Sorrel soup
4 servings
30 minutes
Sorrel soup is a refreshing spring dish filled with the freshness of greens and a light tanginess. Historically, it traces back to traditional European cuisines where sorrel was valued for its refreshing taste and health benefits. This soup is made on meat broth, giving it richness, while the stewed sorrel provides characteristic acidity balanced by the creaminess of sour cream and egg. Its texture is velvety and aroma rich due to roasted roots and onions. Such soup perfectly warms in spring and summer and pairs well with rye bread and fresh herbs. In American cuisine, it has been adapted for lovers of light, nutritious soups.
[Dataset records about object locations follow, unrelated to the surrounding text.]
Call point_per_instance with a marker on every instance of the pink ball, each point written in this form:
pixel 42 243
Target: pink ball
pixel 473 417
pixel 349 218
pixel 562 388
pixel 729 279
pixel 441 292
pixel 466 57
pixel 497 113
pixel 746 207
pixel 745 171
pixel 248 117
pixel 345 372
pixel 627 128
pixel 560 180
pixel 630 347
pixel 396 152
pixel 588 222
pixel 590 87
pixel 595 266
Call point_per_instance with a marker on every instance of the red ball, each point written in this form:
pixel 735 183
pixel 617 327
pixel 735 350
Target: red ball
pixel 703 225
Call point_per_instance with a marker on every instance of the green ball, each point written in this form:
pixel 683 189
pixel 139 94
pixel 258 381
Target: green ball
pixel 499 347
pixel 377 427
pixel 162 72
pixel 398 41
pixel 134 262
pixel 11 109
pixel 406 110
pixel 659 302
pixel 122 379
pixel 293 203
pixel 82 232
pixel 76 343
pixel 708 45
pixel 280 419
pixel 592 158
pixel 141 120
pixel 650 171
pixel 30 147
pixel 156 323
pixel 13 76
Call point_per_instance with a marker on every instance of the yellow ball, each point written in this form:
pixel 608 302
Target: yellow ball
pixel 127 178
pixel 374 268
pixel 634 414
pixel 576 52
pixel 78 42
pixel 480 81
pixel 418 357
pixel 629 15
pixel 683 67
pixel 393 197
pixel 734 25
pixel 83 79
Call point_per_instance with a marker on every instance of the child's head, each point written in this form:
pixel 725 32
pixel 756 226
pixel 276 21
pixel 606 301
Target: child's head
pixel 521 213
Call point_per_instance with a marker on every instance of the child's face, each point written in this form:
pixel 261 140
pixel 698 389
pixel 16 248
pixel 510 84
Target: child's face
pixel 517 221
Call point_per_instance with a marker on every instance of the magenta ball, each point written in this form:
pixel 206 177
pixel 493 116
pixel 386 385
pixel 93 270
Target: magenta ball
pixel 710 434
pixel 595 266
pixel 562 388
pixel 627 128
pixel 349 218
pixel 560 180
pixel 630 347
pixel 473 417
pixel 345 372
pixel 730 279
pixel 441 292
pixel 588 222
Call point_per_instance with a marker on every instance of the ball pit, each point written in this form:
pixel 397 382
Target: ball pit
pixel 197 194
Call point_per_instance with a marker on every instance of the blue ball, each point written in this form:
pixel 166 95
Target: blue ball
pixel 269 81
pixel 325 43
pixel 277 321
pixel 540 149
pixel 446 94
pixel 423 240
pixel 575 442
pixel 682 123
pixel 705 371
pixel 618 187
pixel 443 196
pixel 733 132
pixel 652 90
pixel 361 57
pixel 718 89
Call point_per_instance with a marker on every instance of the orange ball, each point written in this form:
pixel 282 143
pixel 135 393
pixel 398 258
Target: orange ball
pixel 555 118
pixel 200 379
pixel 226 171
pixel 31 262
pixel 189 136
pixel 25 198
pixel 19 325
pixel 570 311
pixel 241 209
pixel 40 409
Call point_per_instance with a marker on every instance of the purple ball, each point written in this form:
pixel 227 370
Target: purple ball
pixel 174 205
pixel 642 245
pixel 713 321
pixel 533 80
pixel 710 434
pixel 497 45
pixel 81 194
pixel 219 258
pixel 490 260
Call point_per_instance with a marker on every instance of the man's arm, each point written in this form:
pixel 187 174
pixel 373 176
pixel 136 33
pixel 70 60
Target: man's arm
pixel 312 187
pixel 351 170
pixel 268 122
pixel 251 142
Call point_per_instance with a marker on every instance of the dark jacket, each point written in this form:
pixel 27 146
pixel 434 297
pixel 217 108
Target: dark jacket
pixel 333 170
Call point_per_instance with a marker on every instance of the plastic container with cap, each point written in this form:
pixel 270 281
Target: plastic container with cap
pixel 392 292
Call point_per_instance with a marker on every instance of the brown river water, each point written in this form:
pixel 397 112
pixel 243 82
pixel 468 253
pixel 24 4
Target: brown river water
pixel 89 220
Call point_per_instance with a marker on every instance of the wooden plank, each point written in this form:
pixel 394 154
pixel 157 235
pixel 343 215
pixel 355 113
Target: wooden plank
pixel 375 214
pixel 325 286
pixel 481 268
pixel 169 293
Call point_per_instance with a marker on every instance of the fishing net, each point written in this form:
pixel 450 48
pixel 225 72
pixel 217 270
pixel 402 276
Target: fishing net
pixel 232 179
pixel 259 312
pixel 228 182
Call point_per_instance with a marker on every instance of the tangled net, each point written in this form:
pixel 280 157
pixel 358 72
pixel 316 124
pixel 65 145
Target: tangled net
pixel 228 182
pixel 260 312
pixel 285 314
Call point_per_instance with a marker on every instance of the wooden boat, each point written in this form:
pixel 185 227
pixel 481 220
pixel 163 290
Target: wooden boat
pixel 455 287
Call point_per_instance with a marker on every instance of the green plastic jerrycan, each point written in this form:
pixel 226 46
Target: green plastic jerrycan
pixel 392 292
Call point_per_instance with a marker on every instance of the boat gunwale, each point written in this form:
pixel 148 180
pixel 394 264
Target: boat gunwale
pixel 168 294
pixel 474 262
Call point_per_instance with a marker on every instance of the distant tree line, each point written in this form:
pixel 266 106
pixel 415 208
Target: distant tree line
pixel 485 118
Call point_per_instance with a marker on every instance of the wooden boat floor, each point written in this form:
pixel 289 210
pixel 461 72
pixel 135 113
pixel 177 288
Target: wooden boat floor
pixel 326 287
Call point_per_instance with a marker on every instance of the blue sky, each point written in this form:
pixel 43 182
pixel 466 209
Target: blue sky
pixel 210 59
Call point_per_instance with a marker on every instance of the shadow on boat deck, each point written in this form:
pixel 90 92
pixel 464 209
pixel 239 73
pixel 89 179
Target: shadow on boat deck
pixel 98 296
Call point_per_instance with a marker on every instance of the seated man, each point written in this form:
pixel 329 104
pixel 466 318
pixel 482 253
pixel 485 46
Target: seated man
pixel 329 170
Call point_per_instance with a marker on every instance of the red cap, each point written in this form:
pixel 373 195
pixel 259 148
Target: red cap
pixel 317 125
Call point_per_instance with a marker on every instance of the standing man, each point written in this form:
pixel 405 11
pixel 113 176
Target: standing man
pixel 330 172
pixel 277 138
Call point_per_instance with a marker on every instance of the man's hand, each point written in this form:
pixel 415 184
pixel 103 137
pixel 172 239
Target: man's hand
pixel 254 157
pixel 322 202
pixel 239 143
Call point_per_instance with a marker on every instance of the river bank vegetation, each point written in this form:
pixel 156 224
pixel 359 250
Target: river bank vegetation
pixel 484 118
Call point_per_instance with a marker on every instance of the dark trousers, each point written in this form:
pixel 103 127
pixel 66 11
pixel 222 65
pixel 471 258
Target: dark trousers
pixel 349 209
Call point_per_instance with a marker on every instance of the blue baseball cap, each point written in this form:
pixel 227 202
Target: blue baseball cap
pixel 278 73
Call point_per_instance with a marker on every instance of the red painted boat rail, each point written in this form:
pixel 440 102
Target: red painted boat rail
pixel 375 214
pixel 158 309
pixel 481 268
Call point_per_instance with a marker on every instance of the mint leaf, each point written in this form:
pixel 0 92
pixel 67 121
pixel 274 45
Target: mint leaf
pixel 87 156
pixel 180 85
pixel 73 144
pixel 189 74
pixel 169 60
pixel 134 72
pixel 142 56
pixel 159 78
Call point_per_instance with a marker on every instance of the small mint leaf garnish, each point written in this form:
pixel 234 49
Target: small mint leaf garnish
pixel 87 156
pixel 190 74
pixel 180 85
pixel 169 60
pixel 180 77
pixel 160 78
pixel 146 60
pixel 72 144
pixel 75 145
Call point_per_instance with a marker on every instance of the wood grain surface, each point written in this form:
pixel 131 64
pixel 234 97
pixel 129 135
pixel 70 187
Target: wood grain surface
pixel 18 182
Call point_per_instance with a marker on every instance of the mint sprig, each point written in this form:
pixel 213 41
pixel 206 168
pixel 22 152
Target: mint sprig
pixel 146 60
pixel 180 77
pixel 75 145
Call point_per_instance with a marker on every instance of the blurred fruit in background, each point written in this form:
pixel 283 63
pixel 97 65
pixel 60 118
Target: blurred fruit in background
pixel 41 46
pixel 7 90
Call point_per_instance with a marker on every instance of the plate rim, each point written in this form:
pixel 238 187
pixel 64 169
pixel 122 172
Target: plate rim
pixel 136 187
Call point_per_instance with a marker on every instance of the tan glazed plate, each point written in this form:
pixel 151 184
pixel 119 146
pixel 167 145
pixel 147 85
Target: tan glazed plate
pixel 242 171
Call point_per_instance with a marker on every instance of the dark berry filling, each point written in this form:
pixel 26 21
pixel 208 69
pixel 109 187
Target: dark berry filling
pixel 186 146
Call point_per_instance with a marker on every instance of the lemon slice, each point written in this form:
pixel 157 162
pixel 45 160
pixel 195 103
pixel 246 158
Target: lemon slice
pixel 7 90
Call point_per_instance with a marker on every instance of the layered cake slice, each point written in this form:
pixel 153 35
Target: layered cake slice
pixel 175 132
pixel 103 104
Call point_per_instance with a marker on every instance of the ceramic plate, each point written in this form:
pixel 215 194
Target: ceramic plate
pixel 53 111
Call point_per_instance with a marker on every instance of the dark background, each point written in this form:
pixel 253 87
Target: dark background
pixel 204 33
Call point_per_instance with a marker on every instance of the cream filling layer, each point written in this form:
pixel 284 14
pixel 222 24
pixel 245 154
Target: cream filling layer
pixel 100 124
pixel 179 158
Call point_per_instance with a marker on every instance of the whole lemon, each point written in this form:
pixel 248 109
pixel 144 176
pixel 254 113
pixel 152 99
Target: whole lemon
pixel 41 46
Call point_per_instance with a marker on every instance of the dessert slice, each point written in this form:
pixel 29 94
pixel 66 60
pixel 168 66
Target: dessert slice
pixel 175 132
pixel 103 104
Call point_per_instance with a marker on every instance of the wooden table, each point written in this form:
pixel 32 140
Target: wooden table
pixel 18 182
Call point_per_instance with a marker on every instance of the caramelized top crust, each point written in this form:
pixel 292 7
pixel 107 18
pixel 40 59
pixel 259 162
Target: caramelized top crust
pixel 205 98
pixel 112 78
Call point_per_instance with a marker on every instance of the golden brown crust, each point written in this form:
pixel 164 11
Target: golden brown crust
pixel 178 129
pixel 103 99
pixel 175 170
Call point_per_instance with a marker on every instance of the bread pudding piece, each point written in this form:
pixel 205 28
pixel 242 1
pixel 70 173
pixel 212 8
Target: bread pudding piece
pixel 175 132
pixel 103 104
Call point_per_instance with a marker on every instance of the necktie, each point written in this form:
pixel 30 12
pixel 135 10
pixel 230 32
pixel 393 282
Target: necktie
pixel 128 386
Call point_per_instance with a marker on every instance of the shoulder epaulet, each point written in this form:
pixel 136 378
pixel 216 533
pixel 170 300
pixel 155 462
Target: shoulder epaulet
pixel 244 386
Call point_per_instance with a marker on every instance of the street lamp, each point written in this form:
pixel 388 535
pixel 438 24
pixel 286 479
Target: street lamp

This recipe is suitable for those who appreciate flavor balance and natural ingredients.

1
Boil meat broth.
- Meat: 500 g
2
Clean the roots and onion, chop them into small cubes, place them in a soup pot, and lightly fry in oil or fat taken from the broth. Then add flour and fry lightly again.
- Onion: 100 g
- Parsley root: 50 g
- Celery root: 50 g
- Wheat flour: 2 tablespoons
- Vegetable oil: 2 tablespoons
3
Sort and wash the sorrel, place it in another pot, add a little water, cover with a lid, and simmer for 10 minutes. After that, pass the sorrel through a meat grinder or sieve, mix with sautéed roots, pour in meat broth, add salt, stir, and cook for 15-20 minutes.
- Sorrel: 400 g
- Meat: 500 g
- Wheat flour: 2 tablespoons
4
When serving at the table, add sour cream and a poached egg to the bowl of soup, along with dill or parsley.